Danilo Pimentel Paraizo Rodrigues
Mesmo com a posição uníssona dos tribunais e do Supremo Tribunal Federal, inúmeros magistrados de primeira instância insistem em exigir o uso da via administrativa como pressuposto processual, principalmente em matéria de direito previdenciário.
A Constituição Federal de 1988, em seu artigo 5°, XXXV, confere garantia de apreciação do judiciário no caso de lesão ou ameaça a direito ou até mesmo a expectativa de direito. O mesmo artigo consagra o princípio da Inafastabilidade do Poder Judiciário e o Direito de Ação.

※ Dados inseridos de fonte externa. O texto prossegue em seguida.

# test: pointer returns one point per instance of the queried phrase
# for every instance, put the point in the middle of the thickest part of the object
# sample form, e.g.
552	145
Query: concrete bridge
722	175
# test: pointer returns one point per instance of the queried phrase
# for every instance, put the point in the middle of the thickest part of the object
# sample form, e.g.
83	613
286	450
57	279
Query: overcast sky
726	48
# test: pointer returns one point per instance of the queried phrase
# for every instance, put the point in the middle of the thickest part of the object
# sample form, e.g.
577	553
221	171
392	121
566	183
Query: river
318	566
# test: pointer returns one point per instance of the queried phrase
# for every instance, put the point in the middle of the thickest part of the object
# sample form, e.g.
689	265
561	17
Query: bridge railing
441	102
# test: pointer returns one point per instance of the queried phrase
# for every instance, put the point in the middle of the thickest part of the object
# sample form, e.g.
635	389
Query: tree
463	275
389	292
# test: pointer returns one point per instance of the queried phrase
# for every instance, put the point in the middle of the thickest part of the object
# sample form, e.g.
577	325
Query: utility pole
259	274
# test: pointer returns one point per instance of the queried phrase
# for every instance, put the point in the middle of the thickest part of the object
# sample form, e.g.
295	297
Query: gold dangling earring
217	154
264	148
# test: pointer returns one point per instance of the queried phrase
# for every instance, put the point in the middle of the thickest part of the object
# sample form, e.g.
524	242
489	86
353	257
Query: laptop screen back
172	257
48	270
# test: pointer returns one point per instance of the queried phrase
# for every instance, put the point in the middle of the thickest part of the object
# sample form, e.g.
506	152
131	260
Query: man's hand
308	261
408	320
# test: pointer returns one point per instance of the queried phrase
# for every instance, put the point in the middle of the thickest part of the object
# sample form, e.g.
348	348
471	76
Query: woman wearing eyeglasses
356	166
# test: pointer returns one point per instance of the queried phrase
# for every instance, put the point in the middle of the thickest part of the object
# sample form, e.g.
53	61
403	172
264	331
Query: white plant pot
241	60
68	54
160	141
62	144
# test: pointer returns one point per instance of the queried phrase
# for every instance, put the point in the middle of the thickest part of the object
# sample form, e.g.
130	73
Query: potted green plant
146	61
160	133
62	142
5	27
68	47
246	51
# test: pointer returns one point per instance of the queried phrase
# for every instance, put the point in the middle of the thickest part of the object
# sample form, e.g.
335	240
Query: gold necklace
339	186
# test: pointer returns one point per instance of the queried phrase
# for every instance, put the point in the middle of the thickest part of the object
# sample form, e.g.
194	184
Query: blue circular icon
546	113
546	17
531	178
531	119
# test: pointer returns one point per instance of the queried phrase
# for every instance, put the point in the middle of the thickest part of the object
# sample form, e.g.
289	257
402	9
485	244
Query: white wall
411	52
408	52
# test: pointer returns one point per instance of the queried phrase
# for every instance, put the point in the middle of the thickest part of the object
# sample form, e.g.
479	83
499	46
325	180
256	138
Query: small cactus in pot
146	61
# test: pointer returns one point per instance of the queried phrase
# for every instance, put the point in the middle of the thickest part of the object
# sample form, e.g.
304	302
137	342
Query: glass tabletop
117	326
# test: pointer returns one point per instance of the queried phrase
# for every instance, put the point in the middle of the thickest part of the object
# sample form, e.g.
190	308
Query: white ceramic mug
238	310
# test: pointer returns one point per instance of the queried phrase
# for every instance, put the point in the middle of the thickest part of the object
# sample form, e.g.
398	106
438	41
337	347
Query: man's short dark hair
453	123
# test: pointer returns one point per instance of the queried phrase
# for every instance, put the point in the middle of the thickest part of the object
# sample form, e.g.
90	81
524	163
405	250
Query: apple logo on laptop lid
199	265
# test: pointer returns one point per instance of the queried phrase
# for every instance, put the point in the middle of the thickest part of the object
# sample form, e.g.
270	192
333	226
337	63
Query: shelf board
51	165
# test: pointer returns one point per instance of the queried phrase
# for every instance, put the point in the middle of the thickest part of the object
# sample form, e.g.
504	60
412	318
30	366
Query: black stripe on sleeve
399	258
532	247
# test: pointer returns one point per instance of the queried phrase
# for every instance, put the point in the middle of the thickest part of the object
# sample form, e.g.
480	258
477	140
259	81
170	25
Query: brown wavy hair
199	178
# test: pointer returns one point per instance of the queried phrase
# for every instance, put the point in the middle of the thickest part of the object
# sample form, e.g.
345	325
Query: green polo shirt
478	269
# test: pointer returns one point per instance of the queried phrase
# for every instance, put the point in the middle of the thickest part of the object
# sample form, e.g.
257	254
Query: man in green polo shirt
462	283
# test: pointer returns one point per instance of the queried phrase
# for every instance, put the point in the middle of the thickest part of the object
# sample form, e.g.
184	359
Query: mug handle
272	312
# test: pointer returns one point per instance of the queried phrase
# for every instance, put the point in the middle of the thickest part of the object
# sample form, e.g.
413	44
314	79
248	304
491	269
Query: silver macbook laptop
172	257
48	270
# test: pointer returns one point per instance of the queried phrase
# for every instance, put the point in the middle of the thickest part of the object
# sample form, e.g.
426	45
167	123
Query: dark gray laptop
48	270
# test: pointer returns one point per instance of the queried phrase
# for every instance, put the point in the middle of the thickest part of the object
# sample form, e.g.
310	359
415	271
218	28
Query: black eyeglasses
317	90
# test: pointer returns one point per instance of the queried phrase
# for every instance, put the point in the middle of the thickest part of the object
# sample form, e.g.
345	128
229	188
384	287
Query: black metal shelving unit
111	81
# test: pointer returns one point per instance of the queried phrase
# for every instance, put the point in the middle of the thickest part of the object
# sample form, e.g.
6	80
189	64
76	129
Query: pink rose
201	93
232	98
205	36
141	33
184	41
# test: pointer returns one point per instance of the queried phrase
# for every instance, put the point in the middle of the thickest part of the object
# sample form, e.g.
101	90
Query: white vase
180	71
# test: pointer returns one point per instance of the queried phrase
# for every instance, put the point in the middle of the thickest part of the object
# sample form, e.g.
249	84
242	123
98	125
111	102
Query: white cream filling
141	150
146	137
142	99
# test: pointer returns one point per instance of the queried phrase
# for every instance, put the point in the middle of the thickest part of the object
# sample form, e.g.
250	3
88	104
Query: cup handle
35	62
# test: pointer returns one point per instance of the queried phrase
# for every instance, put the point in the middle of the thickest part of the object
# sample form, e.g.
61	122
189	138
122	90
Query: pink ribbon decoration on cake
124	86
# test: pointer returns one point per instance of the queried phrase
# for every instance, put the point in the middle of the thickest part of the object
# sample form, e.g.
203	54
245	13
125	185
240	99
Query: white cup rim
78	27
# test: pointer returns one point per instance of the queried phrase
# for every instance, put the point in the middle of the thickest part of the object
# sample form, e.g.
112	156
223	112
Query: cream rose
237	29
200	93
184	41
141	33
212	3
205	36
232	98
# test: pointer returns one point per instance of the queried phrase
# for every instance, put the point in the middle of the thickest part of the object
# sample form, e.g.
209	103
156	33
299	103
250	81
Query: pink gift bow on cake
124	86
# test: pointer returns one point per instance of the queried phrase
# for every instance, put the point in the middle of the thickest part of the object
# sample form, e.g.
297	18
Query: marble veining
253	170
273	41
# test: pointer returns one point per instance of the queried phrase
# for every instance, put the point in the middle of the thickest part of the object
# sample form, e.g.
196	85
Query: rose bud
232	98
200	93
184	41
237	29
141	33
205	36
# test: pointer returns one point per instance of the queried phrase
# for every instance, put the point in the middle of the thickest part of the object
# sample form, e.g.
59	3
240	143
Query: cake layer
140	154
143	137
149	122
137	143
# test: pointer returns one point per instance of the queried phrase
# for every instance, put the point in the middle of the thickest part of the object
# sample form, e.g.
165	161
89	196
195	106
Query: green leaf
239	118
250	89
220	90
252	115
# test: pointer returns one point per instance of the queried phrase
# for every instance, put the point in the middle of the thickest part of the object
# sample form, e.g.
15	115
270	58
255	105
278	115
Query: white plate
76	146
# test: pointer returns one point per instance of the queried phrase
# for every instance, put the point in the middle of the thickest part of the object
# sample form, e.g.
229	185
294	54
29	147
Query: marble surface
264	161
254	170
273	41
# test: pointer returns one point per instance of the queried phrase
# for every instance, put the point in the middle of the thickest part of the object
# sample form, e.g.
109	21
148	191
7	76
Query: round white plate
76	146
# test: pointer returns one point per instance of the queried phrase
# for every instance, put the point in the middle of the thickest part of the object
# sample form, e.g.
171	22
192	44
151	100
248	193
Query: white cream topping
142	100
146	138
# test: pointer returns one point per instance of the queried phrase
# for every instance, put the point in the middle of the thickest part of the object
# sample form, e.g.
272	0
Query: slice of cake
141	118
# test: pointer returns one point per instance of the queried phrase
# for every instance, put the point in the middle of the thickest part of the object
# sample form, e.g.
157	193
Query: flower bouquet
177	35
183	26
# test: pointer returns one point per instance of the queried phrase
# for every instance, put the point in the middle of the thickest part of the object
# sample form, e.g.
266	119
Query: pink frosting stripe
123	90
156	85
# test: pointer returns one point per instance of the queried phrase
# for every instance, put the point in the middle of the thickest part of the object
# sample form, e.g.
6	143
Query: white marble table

O princípio da Inafastabilidade do Poder Judiciário vincula o magistrado ao exercício da prestação jurisdicional. Após a provocação, fica o magistrado adstrito ao dever oferecer a prestação jurisdicional sempre que pressupostos processuais e as condições da ação estiverem nos termos de nosso Código de Processo Civil. Não se pode entender o prévio ingresso administrativo como caracterização de interesse de agir, sob pena de estar limitando o gozo das garantias constitucionais aqui citadas.
A Turma Recursal dos Juizados Especiais Federais de Belo Horizonte/MG, já consolidou o entendimento referente a desnecessidade do prévio ingresso administrativo, como se nota em trecho da ementa do acórdão do processo de n° 2005.38.00.003675-9: “Desnecessidade de prévio requerimento administrativo. Garantia constitucional ao livre acesso à justiça. Recurso provido. Sentença cassada.”
De acordo coma ideologia do processualista brasileiro Nelson Nery Junior, o direito à ação é um direito cívico abstrato, que traz consigo um direito subjetivo de análise de mérito de sua pretensão, seja esta de acolhimento ou mesmo de rejeição do pleito.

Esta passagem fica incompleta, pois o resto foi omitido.